Prima di tutto andiamo a vedere il file di configurazione: /etc/rsnapshot.conf
Molto semplicemente qui definiremo “dove vogliamo che finiscano tutti i nostri dati”, i vari “intervalli” ai quali scatteremo le immagini, se vogliamo eseguire un qualcosa all’inizio ed uno alla fine (e vedremo che sono MOLTO utili!), ed infine su varie riche, CHE COSA vogliamo backuppare! Nel mio caso semplicemente “/home/aleritty” (non amo salvare altre cartelle, molti salvano anche /etc ma non ne ho mai avuto bisogno a livello domestico)
Semplice e veloce, no davvero! Basta leggerlo dai…
Rsnapshot all’installazione vi crea automaticamente anche il file “/etc/cron.d/rsnapshot”, che potrete andare ad editare per abilitare il backup programmato!
Per una descrizione più approfondita su questo però vi rimando alla parte successiva!
Per ora direi che abbiamo preso conoscenza con lo strumento che useremo per creare il nostro backup per tutte le esigenze!
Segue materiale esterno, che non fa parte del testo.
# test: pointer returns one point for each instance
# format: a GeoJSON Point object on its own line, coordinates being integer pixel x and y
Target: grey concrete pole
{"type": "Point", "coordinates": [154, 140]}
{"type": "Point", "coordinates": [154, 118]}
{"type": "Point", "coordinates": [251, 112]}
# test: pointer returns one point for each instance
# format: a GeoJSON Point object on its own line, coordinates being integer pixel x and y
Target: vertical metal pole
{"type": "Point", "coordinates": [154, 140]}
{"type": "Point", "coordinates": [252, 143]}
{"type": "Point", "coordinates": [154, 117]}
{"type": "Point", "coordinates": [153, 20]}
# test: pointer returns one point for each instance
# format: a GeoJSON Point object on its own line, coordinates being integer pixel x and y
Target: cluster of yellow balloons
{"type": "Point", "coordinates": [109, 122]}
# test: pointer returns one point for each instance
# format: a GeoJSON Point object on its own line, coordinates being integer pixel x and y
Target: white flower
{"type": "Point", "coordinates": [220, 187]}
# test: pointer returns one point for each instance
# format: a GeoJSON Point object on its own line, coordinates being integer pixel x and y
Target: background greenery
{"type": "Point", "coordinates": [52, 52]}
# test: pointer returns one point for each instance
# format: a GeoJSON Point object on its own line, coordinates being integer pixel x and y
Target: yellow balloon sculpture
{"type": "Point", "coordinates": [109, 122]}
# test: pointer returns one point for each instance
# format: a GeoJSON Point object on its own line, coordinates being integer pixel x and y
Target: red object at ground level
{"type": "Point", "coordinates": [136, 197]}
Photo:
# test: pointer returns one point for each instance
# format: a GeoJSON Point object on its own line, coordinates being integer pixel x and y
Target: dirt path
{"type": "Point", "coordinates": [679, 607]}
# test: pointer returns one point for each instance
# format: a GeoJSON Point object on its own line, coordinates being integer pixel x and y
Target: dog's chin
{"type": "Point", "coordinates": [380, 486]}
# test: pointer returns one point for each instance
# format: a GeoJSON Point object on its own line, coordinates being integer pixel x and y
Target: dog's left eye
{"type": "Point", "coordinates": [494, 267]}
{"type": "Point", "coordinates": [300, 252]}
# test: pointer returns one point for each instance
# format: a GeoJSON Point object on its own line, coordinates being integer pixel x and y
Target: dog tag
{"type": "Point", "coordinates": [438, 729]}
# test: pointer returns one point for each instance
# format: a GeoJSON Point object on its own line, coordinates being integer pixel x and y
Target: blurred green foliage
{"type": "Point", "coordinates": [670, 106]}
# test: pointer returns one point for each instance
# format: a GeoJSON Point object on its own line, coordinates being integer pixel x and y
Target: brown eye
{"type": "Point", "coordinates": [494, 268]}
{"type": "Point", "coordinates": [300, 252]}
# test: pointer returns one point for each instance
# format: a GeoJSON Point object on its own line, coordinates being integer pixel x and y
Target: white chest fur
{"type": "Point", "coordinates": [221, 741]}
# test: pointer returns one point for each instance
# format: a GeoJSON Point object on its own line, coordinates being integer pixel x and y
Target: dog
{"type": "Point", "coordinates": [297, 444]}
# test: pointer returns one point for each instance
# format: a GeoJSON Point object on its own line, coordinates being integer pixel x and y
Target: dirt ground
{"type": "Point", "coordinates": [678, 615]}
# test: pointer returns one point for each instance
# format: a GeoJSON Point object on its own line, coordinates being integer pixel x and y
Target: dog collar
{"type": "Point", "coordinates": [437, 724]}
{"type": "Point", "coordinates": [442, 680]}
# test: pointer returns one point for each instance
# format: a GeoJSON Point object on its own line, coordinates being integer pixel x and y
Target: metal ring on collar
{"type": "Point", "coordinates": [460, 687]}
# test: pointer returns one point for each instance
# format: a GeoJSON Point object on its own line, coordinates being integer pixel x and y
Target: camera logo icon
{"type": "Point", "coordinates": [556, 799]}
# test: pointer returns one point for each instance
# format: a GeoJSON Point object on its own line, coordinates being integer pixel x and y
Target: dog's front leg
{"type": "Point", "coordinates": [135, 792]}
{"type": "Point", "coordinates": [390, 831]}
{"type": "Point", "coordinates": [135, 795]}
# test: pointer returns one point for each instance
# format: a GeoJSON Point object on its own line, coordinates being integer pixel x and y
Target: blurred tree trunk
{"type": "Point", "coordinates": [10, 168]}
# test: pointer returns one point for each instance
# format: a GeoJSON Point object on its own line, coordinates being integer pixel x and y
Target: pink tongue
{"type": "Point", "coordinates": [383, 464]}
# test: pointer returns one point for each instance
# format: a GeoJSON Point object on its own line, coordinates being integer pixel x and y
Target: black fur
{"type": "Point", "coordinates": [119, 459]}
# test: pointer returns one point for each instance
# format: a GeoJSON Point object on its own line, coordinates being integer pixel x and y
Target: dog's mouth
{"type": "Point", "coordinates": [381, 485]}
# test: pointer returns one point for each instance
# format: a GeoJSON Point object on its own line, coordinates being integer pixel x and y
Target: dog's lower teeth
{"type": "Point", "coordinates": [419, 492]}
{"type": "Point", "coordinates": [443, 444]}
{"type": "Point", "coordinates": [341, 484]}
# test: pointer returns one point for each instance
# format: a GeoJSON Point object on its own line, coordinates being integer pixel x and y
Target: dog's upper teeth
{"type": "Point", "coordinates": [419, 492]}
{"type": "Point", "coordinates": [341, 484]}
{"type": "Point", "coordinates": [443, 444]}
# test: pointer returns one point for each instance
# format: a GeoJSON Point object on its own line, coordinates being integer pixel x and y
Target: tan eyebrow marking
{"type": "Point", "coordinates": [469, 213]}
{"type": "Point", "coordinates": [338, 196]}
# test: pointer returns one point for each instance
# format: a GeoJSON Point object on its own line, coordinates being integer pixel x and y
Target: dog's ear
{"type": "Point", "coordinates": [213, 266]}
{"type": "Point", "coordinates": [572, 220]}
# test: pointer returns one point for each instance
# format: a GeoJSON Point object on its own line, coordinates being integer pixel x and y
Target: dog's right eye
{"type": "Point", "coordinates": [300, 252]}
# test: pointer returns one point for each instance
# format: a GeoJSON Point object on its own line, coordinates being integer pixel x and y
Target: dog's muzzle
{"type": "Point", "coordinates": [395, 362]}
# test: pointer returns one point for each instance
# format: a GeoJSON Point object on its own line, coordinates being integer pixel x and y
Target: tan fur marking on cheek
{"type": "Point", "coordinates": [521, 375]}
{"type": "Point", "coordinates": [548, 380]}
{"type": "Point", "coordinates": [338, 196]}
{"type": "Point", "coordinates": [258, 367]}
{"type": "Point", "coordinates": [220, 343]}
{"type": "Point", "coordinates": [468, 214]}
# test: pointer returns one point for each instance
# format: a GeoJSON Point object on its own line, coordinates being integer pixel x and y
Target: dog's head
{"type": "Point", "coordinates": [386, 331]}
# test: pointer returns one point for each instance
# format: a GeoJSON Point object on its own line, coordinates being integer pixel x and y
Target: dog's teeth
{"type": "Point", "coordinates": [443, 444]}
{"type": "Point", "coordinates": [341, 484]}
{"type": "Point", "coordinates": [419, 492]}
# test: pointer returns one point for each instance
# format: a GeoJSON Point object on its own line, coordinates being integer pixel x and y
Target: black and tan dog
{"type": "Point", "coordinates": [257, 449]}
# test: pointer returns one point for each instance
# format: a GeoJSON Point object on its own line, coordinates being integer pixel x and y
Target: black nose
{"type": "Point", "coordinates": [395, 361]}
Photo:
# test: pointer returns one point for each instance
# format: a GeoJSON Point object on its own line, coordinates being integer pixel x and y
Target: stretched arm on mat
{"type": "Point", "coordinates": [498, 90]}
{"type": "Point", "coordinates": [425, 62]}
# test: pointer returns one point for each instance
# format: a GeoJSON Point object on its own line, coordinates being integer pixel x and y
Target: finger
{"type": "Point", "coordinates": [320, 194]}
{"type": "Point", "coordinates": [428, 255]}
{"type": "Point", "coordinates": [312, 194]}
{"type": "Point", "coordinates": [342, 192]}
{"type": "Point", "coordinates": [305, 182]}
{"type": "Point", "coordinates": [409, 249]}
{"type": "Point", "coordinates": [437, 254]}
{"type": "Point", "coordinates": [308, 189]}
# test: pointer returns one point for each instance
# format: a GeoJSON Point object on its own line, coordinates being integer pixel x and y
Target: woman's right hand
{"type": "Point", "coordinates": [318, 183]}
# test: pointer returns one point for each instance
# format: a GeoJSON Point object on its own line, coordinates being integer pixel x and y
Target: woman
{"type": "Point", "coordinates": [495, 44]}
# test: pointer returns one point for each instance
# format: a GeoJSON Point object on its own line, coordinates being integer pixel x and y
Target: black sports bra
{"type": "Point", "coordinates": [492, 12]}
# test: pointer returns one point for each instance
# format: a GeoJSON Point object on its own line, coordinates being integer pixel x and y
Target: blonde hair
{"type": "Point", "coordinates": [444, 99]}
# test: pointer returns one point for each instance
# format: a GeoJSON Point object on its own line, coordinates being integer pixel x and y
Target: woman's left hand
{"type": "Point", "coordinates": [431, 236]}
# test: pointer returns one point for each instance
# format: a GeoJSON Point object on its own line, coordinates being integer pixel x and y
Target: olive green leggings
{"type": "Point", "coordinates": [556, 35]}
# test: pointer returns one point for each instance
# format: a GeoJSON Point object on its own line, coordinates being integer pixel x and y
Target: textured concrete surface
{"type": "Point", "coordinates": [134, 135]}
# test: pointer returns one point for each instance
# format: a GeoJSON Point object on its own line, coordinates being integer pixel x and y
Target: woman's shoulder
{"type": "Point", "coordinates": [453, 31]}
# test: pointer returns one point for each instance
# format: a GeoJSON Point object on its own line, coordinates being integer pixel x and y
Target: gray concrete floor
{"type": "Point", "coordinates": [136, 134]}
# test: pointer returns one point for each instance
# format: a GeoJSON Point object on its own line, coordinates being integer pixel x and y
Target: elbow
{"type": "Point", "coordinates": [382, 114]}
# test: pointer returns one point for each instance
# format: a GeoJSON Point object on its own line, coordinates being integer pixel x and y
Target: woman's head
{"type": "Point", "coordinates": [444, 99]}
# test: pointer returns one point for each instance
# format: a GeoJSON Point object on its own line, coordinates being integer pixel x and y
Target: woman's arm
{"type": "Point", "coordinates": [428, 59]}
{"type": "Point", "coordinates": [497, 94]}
Nei prossimi giorni vi spiegherò come creare:
- un backup temporizzato a scadenze regolari (utile per chi ha un NAS, un server o una risorsa sempre disponibile)
- un backup temporizzato a scadenze irregolari (per evitare di saltare dei passi importanti anche se il vostro laptop viene con voi ed il vostro NAS ovviamente no!)
- Un backup “wild-dog”, ovvero senza alcuna scadenza, solo quando volete voi, anche se voi non sapete di volerlo!
Alla prossima!

Ciao scusa il disturbo ma mi sto cimentando con rsnapshot ho letto il tuo articolo e avrei una domanda da sottoporti : io ho un sistema linux in rete con rsnapshot installato e funzionante pero io vorrei fare un backup di una cartella windows che risiede sul mio pc windowsXP come configuro rsnapshot.conf per andare a pescare la cartella condivisa sul mio pc windows e fare il backup sul sistema linux????
Ho visto che il file dove impostare il backup è questo :
backup /root localhost/backup
Infatti io vorrei capire se posso fare cosi :
backup /root/backup 192.168.1.10/dati
Ossia fare il backup della partizione dati del mio pc XP sul mio server linux
Grazie e Ciao
Devi semplicemente usare samba, quindi la riga comparirà come:
backup /smb/share/windows localhost/ (tanto per fare un esempio)
Ovviamente la cartella dovrà essere montata prima di poter eseguire il backup ma questo lo puoi far fare allo script “cmd_preexec” oppure automaticamente al sistema.